The best AI for legal department data analysis depends on the data type. For document analysis (contracts, transcripts, filings), a legal AI platform with character-level citation like GC AI's Exact Quote handles up to 1,500 pages at a time. For matter and spend analytics, pair an e-billing platform with a reasoning layer. For contract portfolio analytics at scale, pair a CLM (Ironclad, LinkSquares, ContractPodAi, Agiloft) with AI on top.
If We Adopt AI, How Do I Tell Outside Counsel Their Hours Are Getting Cut?

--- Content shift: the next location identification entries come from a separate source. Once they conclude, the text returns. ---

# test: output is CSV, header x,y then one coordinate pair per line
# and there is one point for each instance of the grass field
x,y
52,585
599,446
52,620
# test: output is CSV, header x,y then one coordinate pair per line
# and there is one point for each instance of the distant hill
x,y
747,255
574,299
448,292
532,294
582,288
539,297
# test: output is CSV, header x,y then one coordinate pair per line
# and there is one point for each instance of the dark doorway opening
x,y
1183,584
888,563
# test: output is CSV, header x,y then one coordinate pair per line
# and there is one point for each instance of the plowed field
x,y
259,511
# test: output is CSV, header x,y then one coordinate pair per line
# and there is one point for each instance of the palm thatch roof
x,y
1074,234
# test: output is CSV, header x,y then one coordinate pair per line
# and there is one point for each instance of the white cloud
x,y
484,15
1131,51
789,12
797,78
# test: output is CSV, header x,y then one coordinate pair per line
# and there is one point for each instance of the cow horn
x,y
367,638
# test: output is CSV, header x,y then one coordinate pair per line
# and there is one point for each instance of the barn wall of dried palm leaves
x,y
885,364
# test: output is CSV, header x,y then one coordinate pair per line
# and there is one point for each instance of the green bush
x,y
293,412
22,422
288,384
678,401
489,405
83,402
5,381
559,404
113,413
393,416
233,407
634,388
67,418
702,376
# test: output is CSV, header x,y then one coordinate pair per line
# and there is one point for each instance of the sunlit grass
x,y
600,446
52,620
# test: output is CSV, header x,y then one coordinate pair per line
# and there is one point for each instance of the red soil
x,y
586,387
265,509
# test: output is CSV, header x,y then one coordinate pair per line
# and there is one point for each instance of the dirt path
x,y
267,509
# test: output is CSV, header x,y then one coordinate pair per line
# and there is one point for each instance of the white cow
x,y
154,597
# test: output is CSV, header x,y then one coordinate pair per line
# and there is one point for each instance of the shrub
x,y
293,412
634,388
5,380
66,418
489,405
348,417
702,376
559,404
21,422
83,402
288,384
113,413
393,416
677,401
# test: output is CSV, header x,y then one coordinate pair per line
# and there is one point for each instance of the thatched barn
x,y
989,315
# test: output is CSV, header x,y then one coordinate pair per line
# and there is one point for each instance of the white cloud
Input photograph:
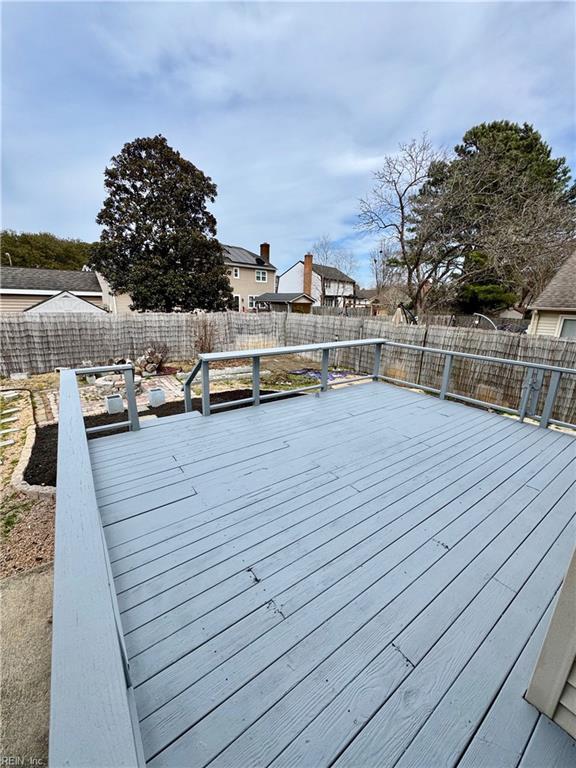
x,y
289,107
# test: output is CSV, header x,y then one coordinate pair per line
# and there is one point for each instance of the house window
x,y
568,328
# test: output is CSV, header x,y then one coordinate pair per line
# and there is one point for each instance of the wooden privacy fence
x,y
36,344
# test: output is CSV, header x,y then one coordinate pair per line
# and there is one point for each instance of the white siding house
x,y
328,286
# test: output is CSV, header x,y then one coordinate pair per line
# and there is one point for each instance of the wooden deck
x,y
358,579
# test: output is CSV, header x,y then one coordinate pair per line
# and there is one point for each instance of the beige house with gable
x,y
250,274
22,288
554,311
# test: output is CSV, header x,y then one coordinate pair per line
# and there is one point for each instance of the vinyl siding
x,y
246,285
546,323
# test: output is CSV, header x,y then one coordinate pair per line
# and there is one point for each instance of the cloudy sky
x,y
287,106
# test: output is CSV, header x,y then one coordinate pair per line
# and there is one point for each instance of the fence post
x,y
446,376
324,373
256,380
131,399
377,361
550,399
205,388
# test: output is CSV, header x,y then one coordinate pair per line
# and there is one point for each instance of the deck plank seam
x,y
348,638
364,501
434,512
464,567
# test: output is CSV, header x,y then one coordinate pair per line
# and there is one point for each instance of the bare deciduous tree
x,y
392,210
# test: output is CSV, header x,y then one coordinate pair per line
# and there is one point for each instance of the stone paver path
x,y
46,402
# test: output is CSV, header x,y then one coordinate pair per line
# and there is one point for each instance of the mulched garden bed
x,y
41,469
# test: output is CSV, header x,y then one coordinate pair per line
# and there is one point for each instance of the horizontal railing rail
x,y
133,422
203,367
93,718
528,399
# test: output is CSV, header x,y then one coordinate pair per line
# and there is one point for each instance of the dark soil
x,y
41,469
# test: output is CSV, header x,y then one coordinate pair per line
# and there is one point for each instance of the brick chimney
x,y
307,285
265,252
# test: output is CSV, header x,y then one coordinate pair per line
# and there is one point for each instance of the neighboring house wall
x,y
19,302
244,283
292,281
339,290
545,323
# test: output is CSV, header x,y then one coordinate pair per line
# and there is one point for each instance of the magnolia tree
x,y
158,241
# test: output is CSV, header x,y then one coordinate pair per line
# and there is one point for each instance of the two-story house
x,y
22,288
250,274
328,286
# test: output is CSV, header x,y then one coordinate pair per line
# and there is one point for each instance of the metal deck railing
x,y
528,396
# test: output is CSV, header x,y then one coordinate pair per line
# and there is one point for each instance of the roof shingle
x,y
560,293
331,273
26,278
237,255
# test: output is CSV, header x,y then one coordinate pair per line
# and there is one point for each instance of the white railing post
x,y
131,400
446,376
324,373
550,398
256,379
205,388
377,362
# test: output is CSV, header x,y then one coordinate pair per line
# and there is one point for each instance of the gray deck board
x,y
360,578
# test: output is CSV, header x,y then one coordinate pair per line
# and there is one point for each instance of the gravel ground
x,y
25,668
26,524
30,541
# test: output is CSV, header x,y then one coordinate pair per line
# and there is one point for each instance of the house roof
x,y
26,278
331,273
283,298
367,293
77,300
242,256
560,293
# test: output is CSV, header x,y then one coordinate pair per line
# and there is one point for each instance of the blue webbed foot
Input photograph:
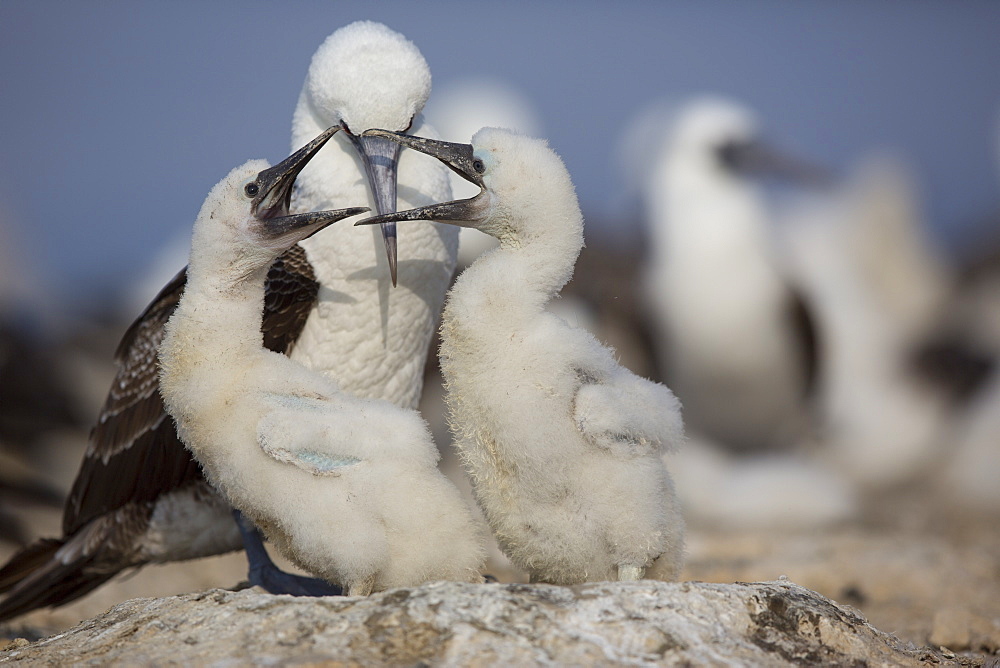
x,y
265,573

Reframe the conversation as a redistribution. The reduction comes from cutting the "is this term standard" calls and the first-pass research, while the bet-the-company work continues to flow to outside counsel. Use the reclaimed budget for the engagements that need partner-level expertise (disputes, M&A, regulatory crisis), and your firm relationships compound on the work that matters.
How Do I Show AI ROI Without Overpromising at the Next Board?
Run a 30-day pilot on one workload (contract review or invoice analysis are the two highest-yield). Set a baseline before the AI touches the work. Measure cycle time, outside counsel touches avoided, and prompt reuse across the team. Bring the delta, not the projection, to the board. 97.5% of GC AI customers in the December 2025 study saw measurable value inside the first month.
Does AI Replace In-House Lawyers?
AI absorbs the work that bottlenecks in-house lawyers, so the team focuses on judgment, strategy, and escalation. Headcount holds steady. Throughput compounds. Kaniah Konkoly-Thege, Chief Legal Officer at Quantinuum, described the effect on CZ and Friends as "contracted hiring" with streamlined outside counsel use, meaning capacity grows without payroll growing.
Is AI Secure Enough for a Legal Department?
GC AI is SOC 2 Type II and SOC 3 certified, GDPR compliant, with zero data retention agreements with OpenAI and Anthropic, and AES-256 encryption. This is the security baseline a legal department should require from any AI platform handling contracts, matter notes, or privileged analysis. Any vendor that cannot match this bar will struggle to clear procurement at a public company.
How Should a Legal Department Start Evaluating AI in 30 Days?
Pick one workload where friction is sharpest, usually contract review or invoice analysis. Set a real baseline before the AI touches the work. Encode the team's playbook for the workload. Run the pilot for 30 days on real matters. Measure time saved, outside counsel touches avoided, and team adoption. Take the delta to the CFO with the calculation behind each number.